Let me explain.  First, you need to know that I’m a boy.  Second, you need to know that the premise of the book was fantastic, but the main character was…not.  The main character was also a girl.  It was one of those instances where she was just not believable.  I could understand some parts of this girl’s life, but not the girl herself.  Also keep in mind that many people LOVE this book (and I understand why) – but I’m just not one of them.  However the book isn’t the point of this blog post.

When I was talking about the book with some friends, and specifically why I didn’t like it, someone said “well, it’s a girl book.”  End of story.   A sweeping statement essentially negating all the reasons I disliked this character.  But this comment of “well, it’s a girl book” stuck with me.  Like the book is only appropriate for one gender, and I’m anatomically predisposed to hating it.

This isn’t something new.  I’ve heard the “it’s a girl book” excuse before.  I think it’s a viewpoint that gets thrown around casually.  Lots of people use it, and the underlying view is “well, you can’t relate because you’re not a girl.”  Especially if you didn’t like a girl book – regardless of your reason.  I can say I didn’t like this book because of X, Y, or Z, but because it’s a “girl book” my opinion isn’t valid.  Or a girl’s opinion of the book is MORE valid somehow.  Yes, there are more books out there geared towards a female market, but just because girls read doesn’t mean boys should be excluded from it too, right?

Being a guy, and writing YA, it’s not like I can avoid the “girl books.”  They’re out there, and no matter how much I try to avoid them, they’re going to come at me.  Not to mention the fact that there are a lot more girl MCs than boy MCs in YA (specifically urban fantasy, which is what I usually read).

Actually, come to think of it, girl books are a lot like drugs.  Some people read them openly, while others keep their stash hidden.  Once you start reading them, it’s a gateway to issue books, romances, and maybe even the hardcore stuff like paranormals and sci fi.
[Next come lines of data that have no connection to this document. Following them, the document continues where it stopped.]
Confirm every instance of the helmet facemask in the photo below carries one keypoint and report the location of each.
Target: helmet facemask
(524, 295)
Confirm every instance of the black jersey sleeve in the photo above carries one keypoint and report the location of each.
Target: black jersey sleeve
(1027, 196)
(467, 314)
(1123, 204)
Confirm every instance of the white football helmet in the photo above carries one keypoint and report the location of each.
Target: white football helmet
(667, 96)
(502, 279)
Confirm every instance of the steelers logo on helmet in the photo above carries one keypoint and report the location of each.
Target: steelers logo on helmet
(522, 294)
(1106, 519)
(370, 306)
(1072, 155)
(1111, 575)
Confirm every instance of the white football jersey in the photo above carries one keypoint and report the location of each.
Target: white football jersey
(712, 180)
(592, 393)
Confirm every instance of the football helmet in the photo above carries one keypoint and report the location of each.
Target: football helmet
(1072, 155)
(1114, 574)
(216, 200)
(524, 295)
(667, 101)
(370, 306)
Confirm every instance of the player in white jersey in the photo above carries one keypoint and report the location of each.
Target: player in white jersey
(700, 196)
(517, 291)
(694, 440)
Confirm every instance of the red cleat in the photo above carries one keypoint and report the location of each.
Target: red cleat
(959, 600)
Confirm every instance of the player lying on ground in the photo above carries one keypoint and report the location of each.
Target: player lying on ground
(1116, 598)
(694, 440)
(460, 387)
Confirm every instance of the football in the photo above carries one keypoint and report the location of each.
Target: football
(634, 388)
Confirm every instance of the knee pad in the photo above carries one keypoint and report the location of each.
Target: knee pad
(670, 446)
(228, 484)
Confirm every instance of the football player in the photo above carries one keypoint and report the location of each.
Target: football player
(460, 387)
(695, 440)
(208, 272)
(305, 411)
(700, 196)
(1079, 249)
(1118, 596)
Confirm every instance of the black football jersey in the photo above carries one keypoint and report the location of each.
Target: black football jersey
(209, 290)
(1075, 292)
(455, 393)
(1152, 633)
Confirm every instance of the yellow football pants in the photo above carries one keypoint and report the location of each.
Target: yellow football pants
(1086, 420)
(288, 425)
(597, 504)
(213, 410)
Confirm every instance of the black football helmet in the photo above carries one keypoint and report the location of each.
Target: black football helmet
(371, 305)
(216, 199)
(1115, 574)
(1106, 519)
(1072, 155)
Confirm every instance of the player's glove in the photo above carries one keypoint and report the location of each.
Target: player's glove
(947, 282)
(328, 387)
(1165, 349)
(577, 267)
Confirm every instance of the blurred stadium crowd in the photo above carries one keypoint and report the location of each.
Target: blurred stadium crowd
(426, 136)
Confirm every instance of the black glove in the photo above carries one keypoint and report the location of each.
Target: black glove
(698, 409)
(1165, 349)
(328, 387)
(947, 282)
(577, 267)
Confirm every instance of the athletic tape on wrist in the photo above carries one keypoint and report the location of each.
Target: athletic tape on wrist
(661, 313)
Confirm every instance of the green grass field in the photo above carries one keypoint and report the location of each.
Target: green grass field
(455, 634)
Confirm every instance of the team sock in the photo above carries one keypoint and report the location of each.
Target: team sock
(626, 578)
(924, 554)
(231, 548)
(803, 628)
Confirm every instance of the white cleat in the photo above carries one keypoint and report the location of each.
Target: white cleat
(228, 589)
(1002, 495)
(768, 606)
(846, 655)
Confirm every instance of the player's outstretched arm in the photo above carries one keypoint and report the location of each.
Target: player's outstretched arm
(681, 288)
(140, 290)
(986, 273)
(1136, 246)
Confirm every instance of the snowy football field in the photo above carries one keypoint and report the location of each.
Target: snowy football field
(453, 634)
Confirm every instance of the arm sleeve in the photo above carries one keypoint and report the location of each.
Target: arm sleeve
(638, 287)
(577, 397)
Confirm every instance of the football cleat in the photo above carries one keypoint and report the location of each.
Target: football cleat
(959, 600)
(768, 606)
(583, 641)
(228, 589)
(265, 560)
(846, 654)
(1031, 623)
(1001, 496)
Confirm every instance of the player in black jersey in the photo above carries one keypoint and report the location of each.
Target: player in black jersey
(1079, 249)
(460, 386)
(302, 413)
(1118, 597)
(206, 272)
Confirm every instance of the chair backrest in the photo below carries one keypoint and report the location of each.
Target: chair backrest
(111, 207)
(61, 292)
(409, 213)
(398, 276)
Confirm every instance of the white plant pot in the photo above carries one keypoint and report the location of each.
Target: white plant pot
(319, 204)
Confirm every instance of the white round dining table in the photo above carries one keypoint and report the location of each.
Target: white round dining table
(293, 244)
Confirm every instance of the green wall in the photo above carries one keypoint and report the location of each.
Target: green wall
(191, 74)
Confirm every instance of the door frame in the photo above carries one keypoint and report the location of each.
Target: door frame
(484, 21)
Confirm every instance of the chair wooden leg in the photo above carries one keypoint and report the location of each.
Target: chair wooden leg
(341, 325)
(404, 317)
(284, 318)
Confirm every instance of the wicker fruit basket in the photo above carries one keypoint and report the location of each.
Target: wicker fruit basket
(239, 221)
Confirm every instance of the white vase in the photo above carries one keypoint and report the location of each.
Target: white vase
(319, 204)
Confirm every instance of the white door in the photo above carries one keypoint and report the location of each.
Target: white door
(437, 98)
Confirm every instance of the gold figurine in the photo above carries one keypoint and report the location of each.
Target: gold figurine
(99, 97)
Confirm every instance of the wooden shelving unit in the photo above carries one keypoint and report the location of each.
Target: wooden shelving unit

Plus there’s that whole addiction and munchies issue to deal with.

Okay, I’m rambling.  The point is, I think good writing takes precedence over gender any day.  The “well, it’s a girl book” excuse basically suggests that I can’t appreciate Speak, by Laurie Halse Anderson, The DUFF by Kody Keplinger, and so on.  It’s reverse sexism.  And isn’t one of the benefits to books is that they can expose audiences to new, different and sometimes utterly alien viewpoints?  Even if that audience happens to have a penis?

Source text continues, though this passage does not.